Fazla sıcak,fazla soğuk sinirleri ve damarları yorduğundan 22 santigrad ideal bir ortamdır böyle mekanlarda konaklayınız.Boş konuşup/konuşturup sinir hücrelerinizi yormayınız.Çünki gereksiz yere ısınıyorlar,bu da yapılarına zarar veriyor.Ortamın kuantumunu müsbet ilimlere harcayınız.Ortam sizin beyninizdir.Ortamı hor görmeyiniz!Bazen de ortam dışarısıdır.Ortama vücudunuzdan akan elektrikler bulaşır.Ortamın kuantumu değişir.Ama siz bunu bilmezsiniz!Bu nedenle efendilerin (ulvi karakterlerin) mekanına girerken (destur), elinizden yüzünüzden ortama akan elektiriğe dikkat edin,sizden esintiler vardır.Unutmayınki o elektrik üst üste binerek şiddetlenip bazen canavarlaşıp karşınıza çıkabilir.Biz buna kelebek etkisi (butterfly effect) demiyoruz. O kelebek bazen insandır, yaptığı etki fırtınalar çıkarabilir, tsunamiler oluşturabilir.Kimbilir belki de bu depremleri tetikleyen insanın beynidir.Damla damla düşüp taşı delen su damlalarını düşünün, ufak ama bıraktığı etki büyüktür. İnsan beyniyle alay etmeyin!

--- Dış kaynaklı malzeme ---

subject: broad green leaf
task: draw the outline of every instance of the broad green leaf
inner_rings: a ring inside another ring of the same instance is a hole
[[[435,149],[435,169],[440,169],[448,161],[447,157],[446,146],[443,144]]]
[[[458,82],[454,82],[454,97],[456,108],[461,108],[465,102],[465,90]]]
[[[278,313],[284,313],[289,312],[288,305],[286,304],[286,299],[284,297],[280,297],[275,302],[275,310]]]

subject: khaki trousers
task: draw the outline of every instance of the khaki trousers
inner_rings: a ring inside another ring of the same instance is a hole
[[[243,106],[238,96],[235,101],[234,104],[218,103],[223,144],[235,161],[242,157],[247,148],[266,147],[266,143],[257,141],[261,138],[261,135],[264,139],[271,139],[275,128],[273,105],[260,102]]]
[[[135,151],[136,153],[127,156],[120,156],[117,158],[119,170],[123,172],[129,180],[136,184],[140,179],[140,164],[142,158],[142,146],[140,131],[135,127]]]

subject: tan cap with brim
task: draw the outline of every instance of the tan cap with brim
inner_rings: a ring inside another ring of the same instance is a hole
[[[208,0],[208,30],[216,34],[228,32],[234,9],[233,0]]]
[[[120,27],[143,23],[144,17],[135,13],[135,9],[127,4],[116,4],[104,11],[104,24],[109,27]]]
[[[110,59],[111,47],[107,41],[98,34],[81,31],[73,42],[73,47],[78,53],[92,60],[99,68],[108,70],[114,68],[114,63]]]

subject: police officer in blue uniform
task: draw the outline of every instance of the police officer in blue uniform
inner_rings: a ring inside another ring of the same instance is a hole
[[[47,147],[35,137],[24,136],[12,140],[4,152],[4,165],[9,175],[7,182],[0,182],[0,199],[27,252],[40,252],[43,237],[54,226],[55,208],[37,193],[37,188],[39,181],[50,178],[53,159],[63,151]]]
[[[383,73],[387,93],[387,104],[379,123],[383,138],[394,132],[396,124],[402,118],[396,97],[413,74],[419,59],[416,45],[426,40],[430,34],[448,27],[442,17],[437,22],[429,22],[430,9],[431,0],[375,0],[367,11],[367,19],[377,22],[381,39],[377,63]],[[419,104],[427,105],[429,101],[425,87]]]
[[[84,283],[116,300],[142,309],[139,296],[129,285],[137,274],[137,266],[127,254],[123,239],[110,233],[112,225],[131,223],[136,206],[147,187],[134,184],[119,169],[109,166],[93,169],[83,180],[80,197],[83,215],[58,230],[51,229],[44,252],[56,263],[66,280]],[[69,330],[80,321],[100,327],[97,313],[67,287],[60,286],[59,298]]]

Bugün klasik bilgisayarlarda 1 işlemci var!(Benim şu an kullandığım)Gelişen teknoloji en fazla 2-4-8 -16 derken 64 işlemciler tasarlanma aşamasında.Takip edebildiğim oranda dünyada en gelişmişler ki halen tasarım aşamasında 80 işlemcili pcler mevcut.Beyinde ise milyarlarca işlemci (nöron) olduğu düşünülüyor.

Yararlanılan kaynaklar:
Üniversite fizik bölümü kaynakları ve termodinamik laboratuvar deneyleri,
Tubitak bilim teknik -biltek soru cevaplar-(sayısal değerler).
Tubitak bilim teknik dergisi,
Üniversitelerde okutulan ders kitapları,
Üniversite Profösörlerinin görüşleri (akışkanlar mekaniği,gaz dinamiği,termodinamik,elektronik),
Üniversitelerde yapılan fizik seminerleri,
Fizik Kimya ders kitapları (lise-üniversite dengi okullarda).
Chip.com.tr (bilgisayarlar işlemciler hakkında),
PV=nRT gibi denklemlerin açılımlarından
Akvaryum ve balıklar (oksijen ilişkisi hakkında bilgi edinilmiştir).
Nikola Tesla nın fikirlerinden/günlüğünden (anlaşılmamış dahi adlı kitaptan )yararlanılmıştır.
Konunun Sufizmle ilişkili olduğunu düşündüğümüz için Sufizm de yardımcı kaynak olarak kullanılmıştır.Efendimiz S.A.V' ın da parmak izlerini de bulabilirsiniz makalemizde.
Not : Makalede 26-11-2008 tarihinde bazı düzeltmeler yapılmıştır.